Joe Reiff

Personal information
- Born: June 5, 1911 Muskogee, Oklahoma, U.S.
- Died: February 9, 1988 (aged 76)
- Listed height: 6 ft 3 in (1.91 m)

Career information
- High school: Crane (Chicago, Illinois)
- College: Northwestern (1930–1933)
- Position: Center
- Number: 6

Career highlights
- 2× Consensus All-American (1931, 1933); Third-team All-American – College Humor (1932); Helms Foundation national champion (1931); AAU All-American (1933);

= Joe Reiff =

American basketball player and referee

Joseph Reiff (June 5, 1911 – February 9, 1988) was an American basketball player and referee. He was a three-time All-American center at Northwestern University.
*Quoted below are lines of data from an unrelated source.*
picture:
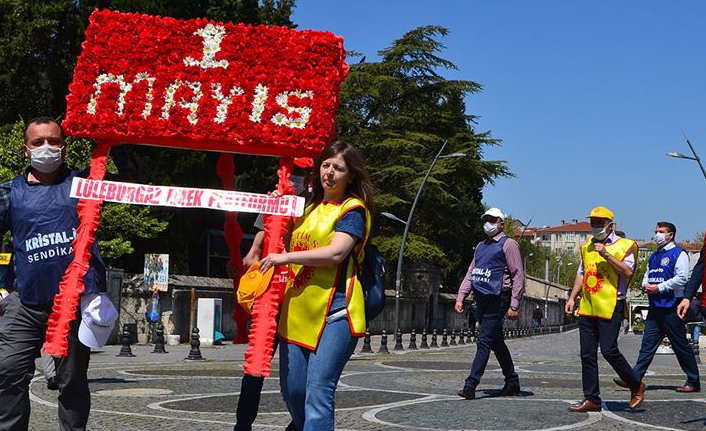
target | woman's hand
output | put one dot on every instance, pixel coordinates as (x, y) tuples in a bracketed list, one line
[(273, 259)]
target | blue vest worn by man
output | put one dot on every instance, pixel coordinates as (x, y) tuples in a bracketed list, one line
[(660, 269), (487, 276), (43, 220)]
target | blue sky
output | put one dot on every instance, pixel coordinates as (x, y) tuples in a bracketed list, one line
[(587, 96)]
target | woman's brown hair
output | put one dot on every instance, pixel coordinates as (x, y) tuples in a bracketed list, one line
[(360, 187)]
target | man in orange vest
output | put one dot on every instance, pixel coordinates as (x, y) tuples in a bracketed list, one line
[(607, 264)]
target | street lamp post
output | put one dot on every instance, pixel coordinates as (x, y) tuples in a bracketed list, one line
[(408, 223), (683, 156), (525, 262)]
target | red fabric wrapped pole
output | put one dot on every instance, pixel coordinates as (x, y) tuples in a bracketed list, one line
[(234, 235), (71, 286), (258, 357)]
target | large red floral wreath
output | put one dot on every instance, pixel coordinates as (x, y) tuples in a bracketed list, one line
[(201, 85)]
Reiff, a 6'3 (1.91 m) center from Crane Technical High School in Chicago, chose to attend nearby Northwestern University and play for Hall of Fame coach Dutch Lonborg. Reiff led the Wildcats to a Western Conference championship in his sophomore year. Reiff led the league in scoring with a 10.0 average. Northwestern finished 13-1 (11-1 in league play) and would later be retroactively named 1931 National Champions by the Helms Athletic Foundation and Reiff was named a consensus All-American.

In his junior year, Reiff finished second in the conference in scoring to Purdue senior John Wooden. In his senior year, Reiff again led Northwestern to a conference title and led the league in scoring for a second time at 14.0 points per game. He was once again named a consensus All-American

After graduating from Northwestern, Reiff played for Rosenberg-Avery of Chicago in the Amateur Athletic Union (AAU) and was named to the All-AAU team. He then became a basketball referee in the Western Conference from 1937-1947.

Joe Reiff was a charter inductee into the Northwestern athletics Hall of Fame, elected in 1984.